Brooke Smith as Catherine Martin in The Silence of the Lambs
Coming off of our piece last week, here's more from NYHC fan/photographer-turned-actress Brooke Smith. Enjoy! -Gordo DCXX
Did you have a favorite band or bands to photograph? Who were the best to shoot and why?
My favorite now is Nick Cave and both of his bands; Nick Cave & The Bad Seeds and Grinderman. I saw Grinderman on tour this year and thought they were the best band around - and Nick as a frontman gives HR back in the day a run for his money in terms of energy and intensity. In the eighties I liked shooting the Bad Brains, Agnostic Front, Murphy's Law, The Cro-Mags, Underdog, Straight Ahead...but it's not the same scene now, so I don't shoot anymore. I used to feel like I was such a part of it all - from getting in to shows for free to having Big Charlie and Wrecking Machine look out for me while I was shooting...
Cro-Mags drop the hammer, Photo: Brooke Smith
What clubs were the best to shoot in? Did you get hassled much at any place, or ever run into issues while shooting?
I never even thought about bringing a camera to a show back then. It was pre-9/11 and I was never hassled at all. Nowadays it's a whole different thing though, isn't it? I have started to direct music videos recently though...
Can you recall what records/fanzines your photos ended up in at the time? Did your photos circulate much or were they just something you kept to yourself and close friends?
My photos were not circulated at all - they were just for friends and family. They were made into a few flyers for shows back in the day.
The snake man, Jimmy Gestapo, Photo: Brooke Smith
At the time, did the NYHC scene feel like it was growing? Did it feel like that scene was having an influence on surrounding scenes and outsiders? Would you have guessed at the time that 25 years later people would still be very interested in what was going on then?
I guess it did feel like it was growing, which made me anxious at the time. Although I wanted bands that I liked to have a certain amount of success, I didn't want to lose them to the mainstream. Remember that feeling of loving a band and being pissed when everyone else discovered them? It was like they were taken away from you. I was annoyed when bands like Anthrax started showing up at CB's...one of the guys in that band went to my high school and I remembered him as being like other heavy metal kids in my school and making fun of me as being a freak. Then they showed up at CB's and even put a NYHC logo on one of their records. I also remember hearing Nirvana when they first made it big and thinking they sounded soft.

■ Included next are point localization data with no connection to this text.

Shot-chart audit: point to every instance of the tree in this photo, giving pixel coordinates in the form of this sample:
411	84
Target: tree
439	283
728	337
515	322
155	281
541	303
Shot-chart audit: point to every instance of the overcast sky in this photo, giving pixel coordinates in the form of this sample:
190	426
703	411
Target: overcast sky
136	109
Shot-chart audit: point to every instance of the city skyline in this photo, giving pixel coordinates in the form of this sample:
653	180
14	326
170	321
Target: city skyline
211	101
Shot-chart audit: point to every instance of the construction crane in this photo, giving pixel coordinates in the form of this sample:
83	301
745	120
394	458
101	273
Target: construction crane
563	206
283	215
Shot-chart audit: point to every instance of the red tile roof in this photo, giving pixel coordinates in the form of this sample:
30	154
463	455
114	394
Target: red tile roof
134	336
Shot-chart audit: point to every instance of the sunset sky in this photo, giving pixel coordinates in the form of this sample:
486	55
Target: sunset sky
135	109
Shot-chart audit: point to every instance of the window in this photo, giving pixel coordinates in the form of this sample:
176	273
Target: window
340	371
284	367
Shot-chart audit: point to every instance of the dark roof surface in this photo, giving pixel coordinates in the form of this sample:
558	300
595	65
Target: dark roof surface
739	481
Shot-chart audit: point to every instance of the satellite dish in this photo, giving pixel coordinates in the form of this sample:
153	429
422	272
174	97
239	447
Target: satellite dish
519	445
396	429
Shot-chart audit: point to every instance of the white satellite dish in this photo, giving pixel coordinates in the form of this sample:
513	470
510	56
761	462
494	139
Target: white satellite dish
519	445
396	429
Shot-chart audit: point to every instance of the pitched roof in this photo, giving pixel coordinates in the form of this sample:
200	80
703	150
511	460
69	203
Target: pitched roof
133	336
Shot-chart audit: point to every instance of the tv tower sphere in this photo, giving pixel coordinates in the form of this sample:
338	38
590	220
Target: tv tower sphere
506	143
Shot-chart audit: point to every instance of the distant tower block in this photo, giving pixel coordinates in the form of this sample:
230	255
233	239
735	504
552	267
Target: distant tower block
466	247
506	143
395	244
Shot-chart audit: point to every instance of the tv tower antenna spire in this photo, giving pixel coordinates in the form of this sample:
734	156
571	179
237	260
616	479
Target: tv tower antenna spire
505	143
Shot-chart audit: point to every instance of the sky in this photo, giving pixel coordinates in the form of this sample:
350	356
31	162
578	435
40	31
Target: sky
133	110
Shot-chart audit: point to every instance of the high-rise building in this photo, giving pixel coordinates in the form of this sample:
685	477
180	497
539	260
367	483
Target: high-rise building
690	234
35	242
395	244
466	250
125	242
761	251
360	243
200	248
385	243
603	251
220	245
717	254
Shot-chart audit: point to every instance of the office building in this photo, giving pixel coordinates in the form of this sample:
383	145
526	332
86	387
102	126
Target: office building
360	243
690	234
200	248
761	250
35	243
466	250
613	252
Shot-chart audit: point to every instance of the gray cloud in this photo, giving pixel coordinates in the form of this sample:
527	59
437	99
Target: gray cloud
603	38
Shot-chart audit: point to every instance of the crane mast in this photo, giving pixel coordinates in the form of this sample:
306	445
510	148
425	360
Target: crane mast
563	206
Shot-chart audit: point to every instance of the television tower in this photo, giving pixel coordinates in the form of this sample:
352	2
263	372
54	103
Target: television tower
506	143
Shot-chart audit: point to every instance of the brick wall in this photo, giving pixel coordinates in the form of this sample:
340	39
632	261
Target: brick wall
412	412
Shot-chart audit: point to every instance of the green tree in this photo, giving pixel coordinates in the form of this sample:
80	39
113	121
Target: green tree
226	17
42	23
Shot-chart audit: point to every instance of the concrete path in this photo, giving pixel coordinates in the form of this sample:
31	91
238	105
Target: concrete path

It still makes me smile when I see kids dressed now the exact same way that we were dressing 25 years ago.
Tommy Carroll, Straight Ahead at CBGB, Photo: Brooke Smith
When did you stop following what was going on in the NYHC scene? At some point did it stagnate to you? What did you take away from the things you saw and the people you spent time with?
I think I just got more and more interested in acting and pursuing an acting career. I have never been a very mainstream kind of person - I've always felt pretty independent in terms of what I like - whether it's music or movies or whatever. Maybe the time I spent on the hardcore scene just bolstered my belief that I should be true to myself and always try to be authentic.
Jimmy Gestapo up front for some CBGB matinee fun, Photo: Brooke Smith
How did your acting career start to take off? Did you remain in the city or head to Hollywood? What were your goals and aspirations as a young actress? Did you stay connected to the NYHC scene or the hardcore scene in general throughout the nineties?
I was in acting school in 1986-87. There was definitely an overlap between my hardcore years and when my acting career started. I did The Silence Of The Lambs first, in 1990. I remember the director, Jonathan Demme, asking me what music I listened to when I was driving and I really pushed him to use a Bad Brains song in that scene where my character is singing to a song in her car, but I was supposed to represent the average "American Girl," so we ended up with Tom Petty.
I stayed in NY until around 2007 - when I started commuting from NY to LA for work. When I got a steady job on a tv show in LA we ended up moving out here full time. We finally let go of our NY apartment in December of 2010. I'm a born and raised New Yorker, but there's something liberating about finally letting go of everything that being a New Yorker entails. It was such a huge part of my identity for so long.
John Joseph and Harley pose with the awards, Photo: Brooke Smith
In 2008, I took part in a panel at the Democratic National Convention. It was for the Open The Debates rally in opposition to the Commission on Presidential Debates exclusion of third party candidates from the nationally televised debates. I gave a speech at the rally and ended up being seated next to Jello Biafra. I also met Tom Morello in Ralph Nader's dressing room, and I remember thinking how ironic it was to be associated with them as a tv actress instead of as a hardcore kid.